Message par BiBi35 le Mer 25 Fév - 10:17

Loi NOTRe : des agglomérations autorités organisatrices urbaines... et interurbaines

 25.02.2015

Le 20 février 2015, l'Assemblée Nationale a, dans le cadre de la loi NOTRe, adopté un amendement gouvernemental qui fait disparaître la dénomination de périmètre de transport urbain pour mieux différencier, sur le territoire des agglomérations, lignes de transport urbains et interurbaines.
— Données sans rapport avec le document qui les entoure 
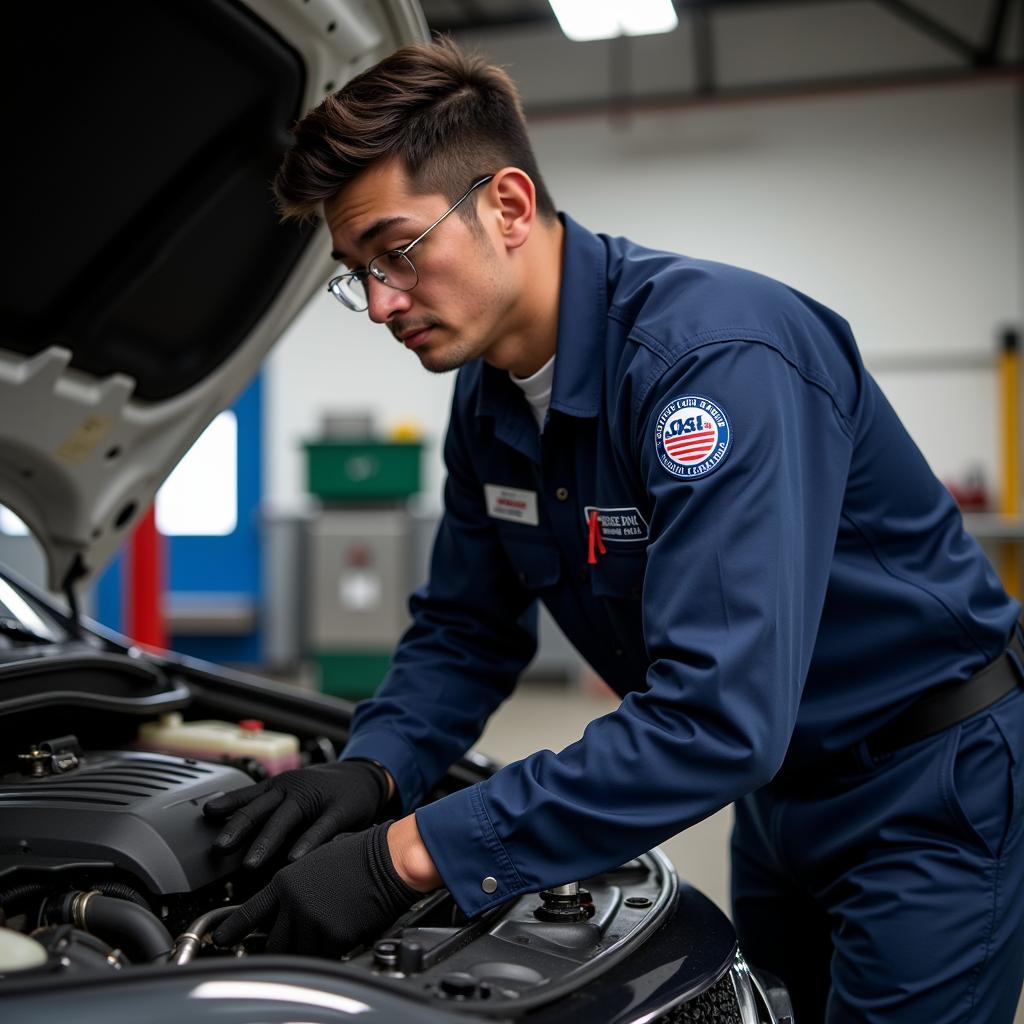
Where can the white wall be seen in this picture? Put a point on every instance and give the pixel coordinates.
(899, 209)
Objectif de cette réforme ? Donner une nouvelle dynamique au transport public et faire baisser ses coûts.




En France, depuis les lois de décentralisation de 1982, les compétences transport respectives des agglomérations et des départements sont claires. Aux communes, ou regroupement de communes, l'organisation des réseaux urbains sur leur territoire, définit par la notion de périmètre de transports urbains (PTU) et, aux conseils généraux, les transports interurbains sur tout le reste du département. A l'époque, cette notion de périmètre de transports urbains est clairement définie. Elle doit correspondre à des zones denses en population avec une continuité du bâti sans inclusion de zones rurales.
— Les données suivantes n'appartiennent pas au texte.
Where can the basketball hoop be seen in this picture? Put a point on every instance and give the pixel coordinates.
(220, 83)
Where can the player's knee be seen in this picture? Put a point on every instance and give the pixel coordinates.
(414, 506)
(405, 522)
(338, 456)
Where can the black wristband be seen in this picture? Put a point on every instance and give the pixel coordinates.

Mais, au fil du temps, avec le développement de l'intercommunalité, les PTU se sont fortement étendus jusqu'à englober des zones de très faible densité de population. Selon les chiffres de l'Union des transports publics et ferroviaires (UTP) entre 2003 et 2013, la densité des territoires desservis par des lignes urbaines a baissé de 25% en moyenne et même de 35% dans les agglomérations de moins de 100 000 habitants. Résultat, si la partie centrale de l'agglomération est sillonnée par des lignes à haute fréquence les zones les plus éloignées ne voient passer que quelques rares autobus ou autocars au cours de la journée. Bref, des lignes qui s'apparentent plus à des services départementaux qu'urbains.
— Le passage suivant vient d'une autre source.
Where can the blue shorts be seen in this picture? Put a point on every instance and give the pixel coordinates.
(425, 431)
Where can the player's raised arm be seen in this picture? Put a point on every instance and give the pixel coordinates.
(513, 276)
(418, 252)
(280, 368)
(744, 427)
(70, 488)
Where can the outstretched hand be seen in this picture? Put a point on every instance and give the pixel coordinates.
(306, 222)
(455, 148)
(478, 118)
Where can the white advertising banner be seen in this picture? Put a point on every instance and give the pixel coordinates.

Une simple question de convention collective ?


L'amendement proposé par le gouvernement et que vient d'adopter, sans la moindre objection, l'Assemblée nationale dans le cadre de la loi NOTRe (Nouvelle organisation territoriale de la république), a pour ambition de mieux différencier sur le territoire des agglomérations de province, services urbains et services interurbains. Première conséquence, la notion de périmètre urbain disparaît au profit de celle de "ressort territorial de l'autorité organisatrice de la mobilité". Cela signifie que l'agglomération reste autorité organisatrice des transports publics sur son territoire, mais qu'elle aura à gérer indifféremment des lignes urbaines dans les zones denses et des lignes interurbaines dans le rural.

Ce changement est loin d'être anodin. Les lignes interurbaines sont opérées par des salariés dépendants de la convention collective des transports routiers (CCNTR) moins favorable que celle du transport urbain. En requalifiant ainsi certaines lignes, l'autorité organisatrice devrait réaliser de substantielles économies, certains experts l'estiment entre 20 à 25%.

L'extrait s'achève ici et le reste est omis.